I naturally asked what was happening. He said some customer had a box which would not permit logins at the console. When I asked for more, he just said he thought "the firewall was flapping", and others thought "it was the server". That firewall thing made no sense to me. Why would that stop logins at the console? He said it just takes the password and sits there forever. I said that short of some really horrible LDAP type rigging (which would be extremely uncommon for a single-whitebox hosting customer), local logins should Just Work, network or no.
He was able to boot into a rescue environment and mount the filesystem to look around, and logs seemed to indicate the box would come up normally from its own hard drive/filesystem. It just would not allow logins at the console. I figured, okay, let's find some way to be booted from that filesystem and also be in as root without going through login. Let's put in our own little crazy backdoor. I had him add this to /etc/inittab:
kb::kbrequest:/sbin/agetty -n -l /bin/bash tty12 115200
I had picked this up by snooping around on my old ServerBeach machine. They added it to their kickstarts back in those days, and it let them get a root shell at the console without needing any passwords. The trick is that by default, Alt+Up turns into a keyboard signal event to init, and it'll run whatever you put there. Then you just Alt+F12 over to the newly-created virtual console, and there's your shell.
My friend did this, then rebooted off the disk and gave it the magic poke to get the shell running, and dropped into it. I asked him to strace login, but he said "no trace output". This was driving me nuts, since I couldn't see the machine, couldn't touch the machine, and only knew what he was telling me. I needed to know more!
Finally I just asked if he could grab a screen shot of his KVM session. I needed to see what he was seeing, and not just what he was choosing to tell me. The screenshot shown here is what he sent me, minus root's shadow password entry, which I have obliterated on purpose. Believe it or not, just looking at this was enough to troubleshoot the problem when coupled with what I already knew.
As soon as I saw this, I said: the disk is full. Stop auditd. He said "but the disk doesn't show full". I said well, then auditd is broken. Stop it and try again. He did that, and all of a sudden, logins started working as they should. Naturally, this was a WTF moment for him.

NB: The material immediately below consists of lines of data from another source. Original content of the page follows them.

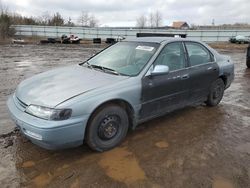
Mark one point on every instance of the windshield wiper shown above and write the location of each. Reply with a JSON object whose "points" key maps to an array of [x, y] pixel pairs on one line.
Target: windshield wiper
{"points": [[105, 69], [88, 64]]}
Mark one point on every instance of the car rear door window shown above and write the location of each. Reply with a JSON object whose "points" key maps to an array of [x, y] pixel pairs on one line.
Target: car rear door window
{"points": [[197, 54], [172, 55]]}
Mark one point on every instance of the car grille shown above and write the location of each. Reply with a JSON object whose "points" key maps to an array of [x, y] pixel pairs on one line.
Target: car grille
{"points": [[20, 104]]}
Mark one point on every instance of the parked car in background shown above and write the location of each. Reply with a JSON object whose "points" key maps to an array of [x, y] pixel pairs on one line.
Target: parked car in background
{"points": [[240, 39], [126, 84]]}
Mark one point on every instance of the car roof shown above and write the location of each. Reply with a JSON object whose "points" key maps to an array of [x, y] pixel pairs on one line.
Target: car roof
{"points": [[154, 39]]}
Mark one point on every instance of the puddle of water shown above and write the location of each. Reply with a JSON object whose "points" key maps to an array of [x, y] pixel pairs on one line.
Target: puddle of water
{"points": [[42, 180], [161, 144], [222, 183], [28, 164], [121, 165]]}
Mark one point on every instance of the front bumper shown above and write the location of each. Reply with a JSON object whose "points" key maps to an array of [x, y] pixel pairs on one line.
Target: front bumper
{"points": [[49, 134]]}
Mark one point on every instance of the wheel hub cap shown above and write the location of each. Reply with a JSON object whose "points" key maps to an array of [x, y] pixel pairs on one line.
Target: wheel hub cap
{"points": [[108, 127]]}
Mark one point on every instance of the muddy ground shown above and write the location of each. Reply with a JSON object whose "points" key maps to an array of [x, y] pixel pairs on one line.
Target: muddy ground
{"points": [[190, 148]]}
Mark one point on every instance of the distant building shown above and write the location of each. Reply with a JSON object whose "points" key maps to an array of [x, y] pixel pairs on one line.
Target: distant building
{"points": [[180, 25]]}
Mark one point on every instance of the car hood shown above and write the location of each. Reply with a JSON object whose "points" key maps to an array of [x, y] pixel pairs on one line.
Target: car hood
{"points": [[56, 86]]}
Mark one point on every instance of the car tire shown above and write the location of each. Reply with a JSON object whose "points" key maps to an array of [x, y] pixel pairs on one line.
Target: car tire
{"points": [[107, 128], [216, 92]]}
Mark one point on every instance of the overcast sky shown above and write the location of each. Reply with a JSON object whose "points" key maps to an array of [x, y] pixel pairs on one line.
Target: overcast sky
{"points": [[125, 12]]}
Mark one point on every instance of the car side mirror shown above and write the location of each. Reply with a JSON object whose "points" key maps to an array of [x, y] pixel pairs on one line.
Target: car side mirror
{"points": [[160, 69]]}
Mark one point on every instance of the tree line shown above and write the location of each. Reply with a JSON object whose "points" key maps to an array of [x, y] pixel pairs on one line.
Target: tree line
{"points": [[153, 20]]}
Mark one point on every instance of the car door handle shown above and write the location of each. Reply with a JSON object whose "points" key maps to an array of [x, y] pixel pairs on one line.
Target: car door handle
{"points": [[185, 76], [211, 68]]}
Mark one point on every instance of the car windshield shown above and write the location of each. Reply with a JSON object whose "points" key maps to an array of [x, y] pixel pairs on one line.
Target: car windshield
{"points": [[125, 58]]}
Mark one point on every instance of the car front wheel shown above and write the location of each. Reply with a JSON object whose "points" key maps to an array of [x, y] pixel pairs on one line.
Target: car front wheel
{"points": [[216, 93], [107, 128]]}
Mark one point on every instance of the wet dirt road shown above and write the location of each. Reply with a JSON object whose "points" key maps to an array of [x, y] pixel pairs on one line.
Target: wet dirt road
{"points": [[193, 147]]}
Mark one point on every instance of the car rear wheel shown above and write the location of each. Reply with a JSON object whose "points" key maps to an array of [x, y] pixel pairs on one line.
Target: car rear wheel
{"points": [[107, 128], [216, 93]]}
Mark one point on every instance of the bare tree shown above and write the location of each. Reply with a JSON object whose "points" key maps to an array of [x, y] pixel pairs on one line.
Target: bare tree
{"points": [[141, 21], [84, 19], [56, 20], [157, 19], [45, 18], [93, 22], [151, 20]]}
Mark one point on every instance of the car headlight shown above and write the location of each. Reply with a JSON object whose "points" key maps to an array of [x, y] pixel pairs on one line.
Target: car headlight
{"points": [[48, 113]]}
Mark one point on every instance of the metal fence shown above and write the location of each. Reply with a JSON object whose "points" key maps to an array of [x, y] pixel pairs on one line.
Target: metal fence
{"points": [[90, 33]]}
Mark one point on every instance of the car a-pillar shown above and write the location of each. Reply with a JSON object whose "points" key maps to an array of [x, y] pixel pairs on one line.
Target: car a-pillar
{"points": [[248, 56]]}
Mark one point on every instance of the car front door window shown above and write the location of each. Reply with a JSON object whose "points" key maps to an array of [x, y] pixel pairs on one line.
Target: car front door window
{"points": [[197, 54], [172, 55]]}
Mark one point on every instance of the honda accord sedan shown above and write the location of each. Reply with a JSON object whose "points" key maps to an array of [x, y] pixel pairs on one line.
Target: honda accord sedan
{"points": [[126, 84]]}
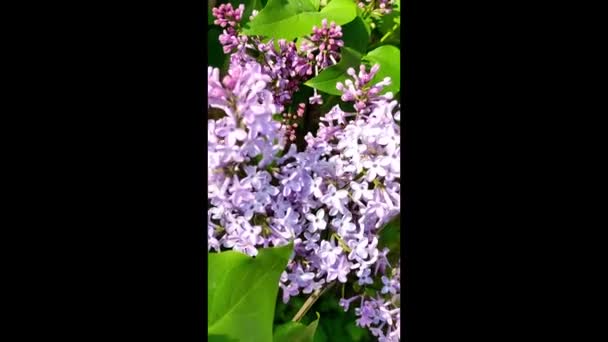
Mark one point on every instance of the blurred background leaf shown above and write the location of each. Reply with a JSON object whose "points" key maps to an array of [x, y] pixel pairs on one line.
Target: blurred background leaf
{"points": [[389, 58], [296, 331], [289, 19], [355, 35], [242, 292]]}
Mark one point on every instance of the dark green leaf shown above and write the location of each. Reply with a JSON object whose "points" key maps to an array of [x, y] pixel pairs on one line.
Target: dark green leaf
{"points": [[356, 35], [389, 58], [289, 19], [327, 79], [296, 332], [215, 53], [242, 293], [390, 237]]}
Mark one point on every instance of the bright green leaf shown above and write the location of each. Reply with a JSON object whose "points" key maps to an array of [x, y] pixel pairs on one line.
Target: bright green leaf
{"points": [[296, 332], [289, 19], [242, 293], [327, 79], [389, 58]]}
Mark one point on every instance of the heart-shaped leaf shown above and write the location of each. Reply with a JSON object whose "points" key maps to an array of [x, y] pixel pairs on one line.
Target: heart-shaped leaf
{"points": [[296, 332], [242, 293], [289, 19], [355, 35]]}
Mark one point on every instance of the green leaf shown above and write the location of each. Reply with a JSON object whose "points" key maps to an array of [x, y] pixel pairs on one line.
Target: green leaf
{"points": [[289, 19], [389, 58], [355, 35], [327, 79], [215, 54], [390, 237], [242, 292], [296, 332]]}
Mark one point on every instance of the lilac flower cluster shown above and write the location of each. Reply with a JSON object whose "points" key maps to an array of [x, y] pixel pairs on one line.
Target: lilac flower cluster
{"points": [[229, 18], [361, 91], [379, 7], [286, 66], [332, 197], [380, 315], [331, 200]]}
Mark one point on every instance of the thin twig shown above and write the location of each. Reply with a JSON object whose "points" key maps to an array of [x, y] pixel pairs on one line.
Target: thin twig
{"points": [[310, 301]]}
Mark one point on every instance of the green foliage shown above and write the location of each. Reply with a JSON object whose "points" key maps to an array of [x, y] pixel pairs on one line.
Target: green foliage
{"points": [[327, 79], [296, 332], [356, 35], [242, 293], [291, 19], [389, 59], [390, 237]]}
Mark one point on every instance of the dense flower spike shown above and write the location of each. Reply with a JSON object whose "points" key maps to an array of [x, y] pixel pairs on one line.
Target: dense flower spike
{"points": [[377, 7], [332, 196], [324, 44], [229, 19]]}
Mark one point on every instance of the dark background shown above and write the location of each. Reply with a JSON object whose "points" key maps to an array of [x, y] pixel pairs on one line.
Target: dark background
{"points": [[109, 172]]}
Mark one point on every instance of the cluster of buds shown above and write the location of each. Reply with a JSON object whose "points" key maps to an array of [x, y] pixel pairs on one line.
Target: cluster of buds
{"points": [[361, 91], [324, 44], [378, 7], [229, 18], [284, 66], [290, 124], [322, 49]]}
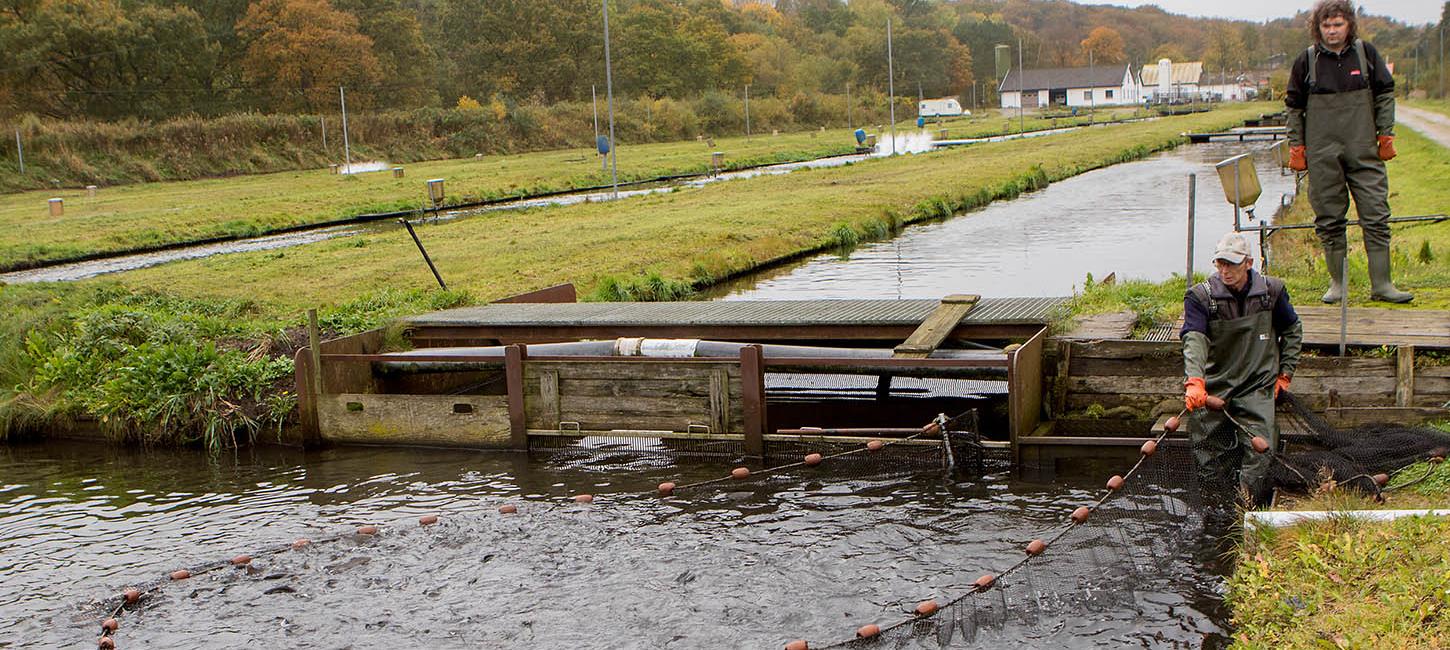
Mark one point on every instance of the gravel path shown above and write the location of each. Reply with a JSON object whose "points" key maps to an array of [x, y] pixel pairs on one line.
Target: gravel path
{"points": [[1431, 125]]}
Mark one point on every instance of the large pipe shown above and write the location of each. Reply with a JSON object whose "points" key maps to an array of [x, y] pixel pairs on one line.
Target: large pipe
{"points": [[859, 360]]}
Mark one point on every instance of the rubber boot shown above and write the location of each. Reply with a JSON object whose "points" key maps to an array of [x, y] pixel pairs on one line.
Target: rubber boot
{"points": [[1381, 286], [1334, 260]]}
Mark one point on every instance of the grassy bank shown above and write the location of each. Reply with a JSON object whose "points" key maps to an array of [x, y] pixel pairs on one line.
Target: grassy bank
{"points": [[74, 154], [1350, 583], [164, 214], [1421, 251], [654, 247]]}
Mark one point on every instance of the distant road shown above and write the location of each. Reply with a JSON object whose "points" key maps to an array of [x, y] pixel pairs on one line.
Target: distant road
{"points": [[1428, 124]]}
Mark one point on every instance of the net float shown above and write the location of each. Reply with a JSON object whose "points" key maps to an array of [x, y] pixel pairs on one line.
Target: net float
{"points": [[1150, 447]]}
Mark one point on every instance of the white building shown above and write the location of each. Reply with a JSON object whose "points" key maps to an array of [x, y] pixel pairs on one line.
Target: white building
{"points": [[1169, 81], [1112, 84]]}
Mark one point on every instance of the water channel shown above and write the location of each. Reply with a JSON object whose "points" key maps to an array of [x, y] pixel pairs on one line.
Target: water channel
{"points": [[746, 566]]}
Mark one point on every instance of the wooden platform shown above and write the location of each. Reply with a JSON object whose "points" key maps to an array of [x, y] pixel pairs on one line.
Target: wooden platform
{"points": [[1423, 328]]}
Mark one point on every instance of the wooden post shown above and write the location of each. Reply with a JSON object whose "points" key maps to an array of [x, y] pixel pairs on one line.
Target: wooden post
{"points": [[514, 357], [753, 399], [1405, 376]]}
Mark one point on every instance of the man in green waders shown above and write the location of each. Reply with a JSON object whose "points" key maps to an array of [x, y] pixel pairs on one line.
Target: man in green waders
{"points": [[1341, 129], [1241, 341]]}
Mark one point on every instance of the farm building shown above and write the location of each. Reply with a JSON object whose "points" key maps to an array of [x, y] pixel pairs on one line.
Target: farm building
{"points": [[1114, 84]]}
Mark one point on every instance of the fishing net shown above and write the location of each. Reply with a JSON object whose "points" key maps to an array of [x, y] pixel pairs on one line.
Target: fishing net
{"points": [[1107, 563], [1350, 457]]}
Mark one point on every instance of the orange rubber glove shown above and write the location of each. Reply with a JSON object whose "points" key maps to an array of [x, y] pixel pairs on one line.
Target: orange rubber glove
{"points": [[1386, 147], [1297, 158], [1195, 393]]}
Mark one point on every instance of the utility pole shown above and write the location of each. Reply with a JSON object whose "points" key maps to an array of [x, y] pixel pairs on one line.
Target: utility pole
{"points": [[891, 81], [593, 100], [609, 93], [1021, 99], [747, 110], [347, 145]]}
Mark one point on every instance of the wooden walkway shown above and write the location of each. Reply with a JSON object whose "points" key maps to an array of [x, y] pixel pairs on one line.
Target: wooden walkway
{"points": [[1423, 328]]}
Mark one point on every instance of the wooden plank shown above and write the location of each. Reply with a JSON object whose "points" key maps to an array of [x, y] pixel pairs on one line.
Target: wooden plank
{"points": [[1065, 364], [753, 398], [719, 401], [1405, 376], [557, 293], [1025, 386], [479, 421], [1115, 325], [548, 398], [937, 327], [514, 376]]}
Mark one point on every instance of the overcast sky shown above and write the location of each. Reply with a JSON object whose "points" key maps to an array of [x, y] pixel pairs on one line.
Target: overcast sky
{"points": [[1414, 12]]}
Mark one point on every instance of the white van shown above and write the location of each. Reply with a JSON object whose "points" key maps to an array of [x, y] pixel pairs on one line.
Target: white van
{"points": [[940, 108]]}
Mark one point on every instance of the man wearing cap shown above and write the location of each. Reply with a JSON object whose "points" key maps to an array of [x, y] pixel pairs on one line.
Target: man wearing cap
{"points": [[1241, 341], [1341, 129]]}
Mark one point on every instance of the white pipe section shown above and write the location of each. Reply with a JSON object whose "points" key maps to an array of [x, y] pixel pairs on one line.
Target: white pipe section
{"points": [[1285, 518]]}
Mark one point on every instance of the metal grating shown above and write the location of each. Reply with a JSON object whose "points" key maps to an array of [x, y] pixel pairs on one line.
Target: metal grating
{"points": [[737, 312]]}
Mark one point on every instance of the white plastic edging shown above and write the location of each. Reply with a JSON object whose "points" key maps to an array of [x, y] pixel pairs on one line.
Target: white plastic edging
{"points": [[1283, 518]]}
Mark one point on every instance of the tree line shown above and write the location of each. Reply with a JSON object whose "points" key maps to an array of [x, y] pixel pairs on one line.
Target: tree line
{"points": [[163, 58]]}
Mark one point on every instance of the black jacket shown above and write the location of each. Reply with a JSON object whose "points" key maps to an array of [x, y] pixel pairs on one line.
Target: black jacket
{"points": [[1337, 73]]}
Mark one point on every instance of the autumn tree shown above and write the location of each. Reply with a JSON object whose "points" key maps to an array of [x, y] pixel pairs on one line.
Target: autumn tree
{"points": [[97, 58], [300, 51], [1105, 45]]}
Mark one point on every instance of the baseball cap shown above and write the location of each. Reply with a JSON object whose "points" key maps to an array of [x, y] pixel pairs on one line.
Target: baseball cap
{"points": [[1233, 248]]}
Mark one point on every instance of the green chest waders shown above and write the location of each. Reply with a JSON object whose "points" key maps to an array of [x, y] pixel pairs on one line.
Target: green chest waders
{"points": [[1343, 155], [1243, 363]]}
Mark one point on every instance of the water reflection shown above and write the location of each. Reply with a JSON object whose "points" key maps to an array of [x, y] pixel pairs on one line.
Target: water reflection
{"points": [[1127, 219]]}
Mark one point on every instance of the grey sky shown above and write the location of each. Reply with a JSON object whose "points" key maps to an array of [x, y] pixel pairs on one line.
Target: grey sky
{"points": [[1414, 12]]}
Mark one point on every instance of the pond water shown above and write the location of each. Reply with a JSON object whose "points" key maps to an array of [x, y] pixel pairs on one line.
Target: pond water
{"points": [[746, 565], [1130, 219]]}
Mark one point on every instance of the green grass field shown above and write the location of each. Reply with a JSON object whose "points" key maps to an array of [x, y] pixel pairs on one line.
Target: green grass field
{"points": [[197, 350], [160, 214], [690, 235]]}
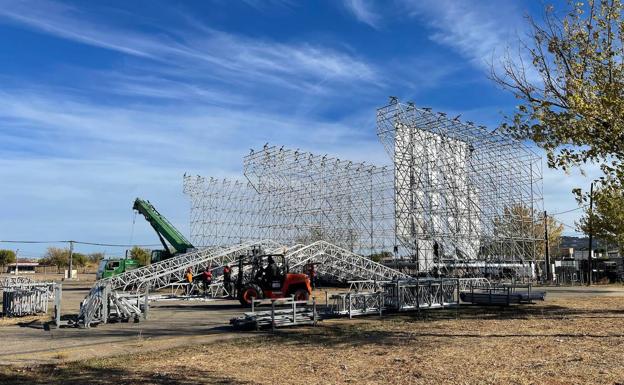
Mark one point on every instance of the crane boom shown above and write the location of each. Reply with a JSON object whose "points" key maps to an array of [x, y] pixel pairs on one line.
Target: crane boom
{"points": [[164, 229]]}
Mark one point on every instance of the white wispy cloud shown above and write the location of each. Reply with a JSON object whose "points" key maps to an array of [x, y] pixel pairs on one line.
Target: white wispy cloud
{"points": [[224, 55], [363, 11], [480, 31]]}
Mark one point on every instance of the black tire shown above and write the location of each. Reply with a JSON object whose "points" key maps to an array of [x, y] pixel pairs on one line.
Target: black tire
{"points": [[249, 291], [301, 295]]}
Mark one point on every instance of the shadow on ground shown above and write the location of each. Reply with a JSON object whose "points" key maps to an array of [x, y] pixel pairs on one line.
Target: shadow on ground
{"points": [[87, 374]]}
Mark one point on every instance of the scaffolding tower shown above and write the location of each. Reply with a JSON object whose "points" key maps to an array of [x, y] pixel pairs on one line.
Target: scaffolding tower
{"points": [[457, 199], [465, 197]]}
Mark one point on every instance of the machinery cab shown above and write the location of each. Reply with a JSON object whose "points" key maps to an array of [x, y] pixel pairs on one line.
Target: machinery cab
{"points": [[160, 255], [267, 276]]}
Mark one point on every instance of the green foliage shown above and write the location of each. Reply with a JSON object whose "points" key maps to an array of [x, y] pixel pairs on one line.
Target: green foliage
{"points": [[140, 254], [56, 256], [7, 257], [524, 225], [570, 83]]}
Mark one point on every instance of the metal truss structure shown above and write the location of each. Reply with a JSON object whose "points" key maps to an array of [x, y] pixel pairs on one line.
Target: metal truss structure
{"points": [[396, 296], [340, 264], [462, 193], [24, 296], [156, 276], [456, 201], [296, 197]]}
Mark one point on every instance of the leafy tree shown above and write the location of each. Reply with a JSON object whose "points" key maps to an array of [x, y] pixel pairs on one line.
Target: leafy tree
{"points": [[56, 256], [524, 226], [7, 257], [569, 79], [79, 260], [607, 218], [140, 254], [95, 258]]}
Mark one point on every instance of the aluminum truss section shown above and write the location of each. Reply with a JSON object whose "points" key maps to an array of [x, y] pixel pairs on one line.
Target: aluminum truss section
{"points": [[159, 275], [162, 274], [428, 293], [296, 197], [462, 193], [340, 264]]}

Here's what happened: auditd as shipped on certain RHEL installs of the day had a hard requirement for at least some % of free space on its filesystem. Once the system dropped below that, it would just refuse to do anything. I suspect this was some brain damage down in one of the PAM libraries which would just do blocking I/O forever instead of giving up.
Oct 4 04:02:04 web audbin: threshold 20.00 exceeded for filesystem /var/log/audit.d/. - free blocks down to 18.33%
It was made worse by the fact that auditd was usually responsible for the disk filling up! Those systems would make tons of audit files and yet would have no scheme for rotating them or otherwise keeping them from filling things up. That means given enough time or enough activity, it would create its own problem.
Learn enough about how systems behave and you too can be a strace ninja.